La Sexta confirms the rise of the Traditional Mass

La Sexta confirms the rise of the Traditional Mass

That the Spanish mainstream television channel La Sexta —through its program La Sexta Columna— has dedicated part of its program to explaining the rise of the Traditional Mass is not a minor detail. It is, rather, a sign that a phenomenon that until recently was considered marginal is starting to be visible enough to enter the radar of mainstream media, and moreover with a greater objectivity than might have been expected.

A relevant fact from the report is not only the approach, but the explicit acknowledgment of the phenomenon from within the Church hierarchy itself. The president of the Spanish Episcopal Conference, Luis Argüello, made this statement in the program itself: «the youth movements that are growing the most are, precisely, those linked to traditional liturgy.» This is not an external impression or a biased reading; all instances are aware of the phenomenon.

Alongside Argüello, the program gathered opinions from «experts» more or less oriented like Cristina López Schlichting and Jesús Bastante. But the fact deserves to be emphasized for a simple reason: no one denies the existence of the phenomenon anymore. With nuances and different approaches, the starting point was beyond discussion: there is real growth, especially among young people, and there is social and ecclesial interest that can no longer be dismissed with clichés.

The program highlighted some of the keys that explain why this liturgy attracts. It speaks of a greater presence of men in these celebrations, the search for a clearer differentiation between the sacred and the profane, and the appeal of a bimillennial ritual that connects with the historical continuity of the Church. For many young people —and especially for young families— the value lies there: not in a «tailored» experience, but in something received, stable, objective, that does not depend on the celebrant’s taste or the cultural climate of the moment.

In Spain, the phenomenon has not yet exploded on a massive scale. There is, yes, a growing reality, but concentrated: milestones like the peregrimage to Covadonga, and specific chapels or parishes with notable liturgical and community life. Even so, everything indicates that the trend is far from exhausted. To a large extent, it is still just beginning.

Beyond our borders, the pattern is already known. In France, in United States and in other countries, the spread of traditional liturgy has been accompanied by a pastoral fact that is hard to ignore: seminaries filling up again where this liturgical form has found space and normality. It is not the only factor, but it is a recurring indicator: where liturgy is lived with depth, there is more vocational availability; where the mystery is diluted, the call becomes rarer and more fragile.

That mainstream media are starting to sense it is, in some way, an «irremediable» sign that this is coming with force. The ecclesial agenda also reflects it: the consistory of cardinals on January 7 and 8 will address this topic. And in the meantime, in the cultural sphere —which today largely passes through the digital— content associated with the Traditional Mass accumulates millions and millions of impacts on social networks, with a particularly intense presence among younger generations.

At bottom, this liturgical return expresses something deeper: a generational correction. Many young people perceive that they inherited a way of celebrating that, often, became soft, excessively horizontal, superficial in symbols, and poor in sacred language. When liturgy turns into an informal conversation or an act indistinguishable from any social gathering, it stops offering what it promises: transcendence, mystery, orientation of life toward God.

That has had consequences. Not only in aesthetics or subjective experience, but in the capacity to generate vocations and to propose a robust Christian identity. A liturgy that continually lowers the bar tends to produce weakened communities, with less missionary impulse and less appeal to broad profiles. The perception of many young people is that this dynamic has contributed to emptying seminaries and impoverishing ecclesial life.

The Traditional Mass appears to them as the opposite: silence, trascendence, objective beauty, discipline and a symbolic language that does not ask permission from the era.

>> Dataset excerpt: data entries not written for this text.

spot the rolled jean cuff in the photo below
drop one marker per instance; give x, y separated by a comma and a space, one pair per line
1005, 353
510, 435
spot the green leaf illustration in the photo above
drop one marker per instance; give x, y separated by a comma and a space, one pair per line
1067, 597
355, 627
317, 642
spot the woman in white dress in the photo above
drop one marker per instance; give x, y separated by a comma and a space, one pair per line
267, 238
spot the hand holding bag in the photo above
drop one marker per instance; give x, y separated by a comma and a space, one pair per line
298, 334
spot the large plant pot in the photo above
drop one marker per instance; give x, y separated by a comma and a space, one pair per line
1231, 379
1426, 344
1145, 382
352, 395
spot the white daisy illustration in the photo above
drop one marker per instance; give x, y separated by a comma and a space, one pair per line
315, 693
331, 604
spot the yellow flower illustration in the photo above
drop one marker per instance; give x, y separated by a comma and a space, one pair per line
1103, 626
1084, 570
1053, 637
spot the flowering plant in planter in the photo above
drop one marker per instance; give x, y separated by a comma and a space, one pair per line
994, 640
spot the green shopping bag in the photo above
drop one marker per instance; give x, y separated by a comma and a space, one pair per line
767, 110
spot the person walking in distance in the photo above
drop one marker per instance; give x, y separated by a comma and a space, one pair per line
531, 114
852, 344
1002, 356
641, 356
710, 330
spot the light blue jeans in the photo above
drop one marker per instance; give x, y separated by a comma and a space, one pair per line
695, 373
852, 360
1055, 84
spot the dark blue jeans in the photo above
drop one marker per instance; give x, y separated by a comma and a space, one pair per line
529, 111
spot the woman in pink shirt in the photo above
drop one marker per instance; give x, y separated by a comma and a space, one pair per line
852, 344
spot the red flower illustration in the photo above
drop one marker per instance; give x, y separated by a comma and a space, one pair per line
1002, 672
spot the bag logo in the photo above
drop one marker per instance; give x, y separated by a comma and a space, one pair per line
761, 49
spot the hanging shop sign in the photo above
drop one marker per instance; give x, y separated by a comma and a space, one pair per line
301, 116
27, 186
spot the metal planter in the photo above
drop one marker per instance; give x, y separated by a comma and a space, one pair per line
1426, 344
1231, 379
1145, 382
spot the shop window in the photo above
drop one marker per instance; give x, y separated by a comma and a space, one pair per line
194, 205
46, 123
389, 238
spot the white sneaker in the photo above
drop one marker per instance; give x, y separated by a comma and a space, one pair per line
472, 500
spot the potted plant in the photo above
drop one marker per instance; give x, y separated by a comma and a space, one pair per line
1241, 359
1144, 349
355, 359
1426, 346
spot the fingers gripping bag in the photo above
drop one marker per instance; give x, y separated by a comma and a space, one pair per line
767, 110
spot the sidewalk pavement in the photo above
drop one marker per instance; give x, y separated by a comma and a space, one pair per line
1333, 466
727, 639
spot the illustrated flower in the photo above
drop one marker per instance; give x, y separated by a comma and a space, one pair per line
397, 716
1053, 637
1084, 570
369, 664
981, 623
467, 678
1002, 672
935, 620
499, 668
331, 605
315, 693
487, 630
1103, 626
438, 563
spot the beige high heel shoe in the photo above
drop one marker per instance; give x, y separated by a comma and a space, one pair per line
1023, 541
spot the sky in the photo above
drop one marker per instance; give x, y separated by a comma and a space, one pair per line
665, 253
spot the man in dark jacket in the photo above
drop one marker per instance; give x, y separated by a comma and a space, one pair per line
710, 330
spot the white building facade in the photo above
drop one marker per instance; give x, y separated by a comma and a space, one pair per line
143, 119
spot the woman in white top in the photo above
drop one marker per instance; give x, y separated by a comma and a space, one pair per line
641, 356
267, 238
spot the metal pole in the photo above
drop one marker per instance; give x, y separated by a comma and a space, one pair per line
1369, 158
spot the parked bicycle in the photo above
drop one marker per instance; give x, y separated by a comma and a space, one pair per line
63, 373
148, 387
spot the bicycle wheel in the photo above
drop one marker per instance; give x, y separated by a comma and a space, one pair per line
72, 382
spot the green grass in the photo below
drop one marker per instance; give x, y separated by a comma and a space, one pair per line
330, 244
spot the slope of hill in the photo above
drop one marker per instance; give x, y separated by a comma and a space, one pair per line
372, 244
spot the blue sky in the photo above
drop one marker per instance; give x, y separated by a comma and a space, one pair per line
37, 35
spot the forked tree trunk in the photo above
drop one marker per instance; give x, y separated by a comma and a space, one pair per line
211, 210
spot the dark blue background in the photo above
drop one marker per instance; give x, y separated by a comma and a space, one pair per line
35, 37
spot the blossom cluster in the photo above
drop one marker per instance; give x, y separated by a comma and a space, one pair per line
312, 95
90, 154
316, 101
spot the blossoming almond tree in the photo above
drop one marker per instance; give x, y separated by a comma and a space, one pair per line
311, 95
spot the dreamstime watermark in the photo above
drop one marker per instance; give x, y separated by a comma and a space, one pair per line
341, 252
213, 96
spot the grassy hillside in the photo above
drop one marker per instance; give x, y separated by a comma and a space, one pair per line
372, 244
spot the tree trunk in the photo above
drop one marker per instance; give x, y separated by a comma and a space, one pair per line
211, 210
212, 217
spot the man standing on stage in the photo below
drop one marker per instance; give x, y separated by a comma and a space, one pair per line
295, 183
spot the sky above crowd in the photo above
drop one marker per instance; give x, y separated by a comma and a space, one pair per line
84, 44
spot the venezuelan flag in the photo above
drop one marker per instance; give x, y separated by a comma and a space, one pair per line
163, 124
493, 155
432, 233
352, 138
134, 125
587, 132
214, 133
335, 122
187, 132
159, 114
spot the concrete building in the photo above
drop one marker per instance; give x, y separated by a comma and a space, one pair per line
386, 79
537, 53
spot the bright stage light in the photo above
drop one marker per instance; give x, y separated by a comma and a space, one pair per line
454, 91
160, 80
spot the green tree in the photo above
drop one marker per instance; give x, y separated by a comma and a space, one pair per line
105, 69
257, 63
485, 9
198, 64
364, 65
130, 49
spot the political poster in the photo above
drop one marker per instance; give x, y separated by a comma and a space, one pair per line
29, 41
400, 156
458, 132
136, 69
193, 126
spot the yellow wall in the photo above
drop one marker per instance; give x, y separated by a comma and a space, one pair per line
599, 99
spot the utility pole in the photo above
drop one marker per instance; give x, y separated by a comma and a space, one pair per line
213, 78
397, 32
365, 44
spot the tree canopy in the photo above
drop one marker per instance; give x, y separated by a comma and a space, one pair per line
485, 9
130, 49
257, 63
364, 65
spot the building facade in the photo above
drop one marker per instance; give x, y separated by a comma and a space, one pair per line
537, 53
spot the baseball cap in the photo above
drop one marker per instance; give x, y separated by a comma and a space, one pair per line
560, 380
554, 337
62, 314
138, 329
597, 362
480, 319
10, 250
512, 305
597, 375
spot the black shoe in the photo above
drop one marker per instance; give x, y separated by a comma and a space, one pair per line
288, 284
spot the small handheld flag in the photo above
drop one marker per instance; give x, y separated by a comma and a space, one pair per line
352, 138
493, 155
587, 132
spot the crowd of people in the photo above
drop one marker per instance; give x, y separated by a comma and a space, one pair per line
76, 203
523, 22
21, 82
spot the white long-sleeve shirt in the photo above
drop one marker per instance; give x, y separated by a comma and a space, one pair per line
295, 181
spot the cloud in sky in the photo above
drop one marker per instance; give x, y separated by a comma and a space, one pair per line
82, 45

It does not offer a «personalized» experience; it offers a framework that educates, demands, and sustains. And precisely for that reason, in a time of dispersion and cultural fatigue, it turns out to be strangely liberating.

For all these reasons, the return of traditional liturgy does not seem like a passing fad or a minority whim. It is a symptom of a cycle change. And the question that opens up for the Church in Spain is no longer whether this phenomenon exists —because even in La Sexta it has been narrated clearly and with Argüello‘s own statement within the program—, but how it will know how to channel it: with pastoral intelligence, without caricatures and without fear of recognizing that, for a growing part of Catholic youth, tradition is not a refuge, but a promise of the future.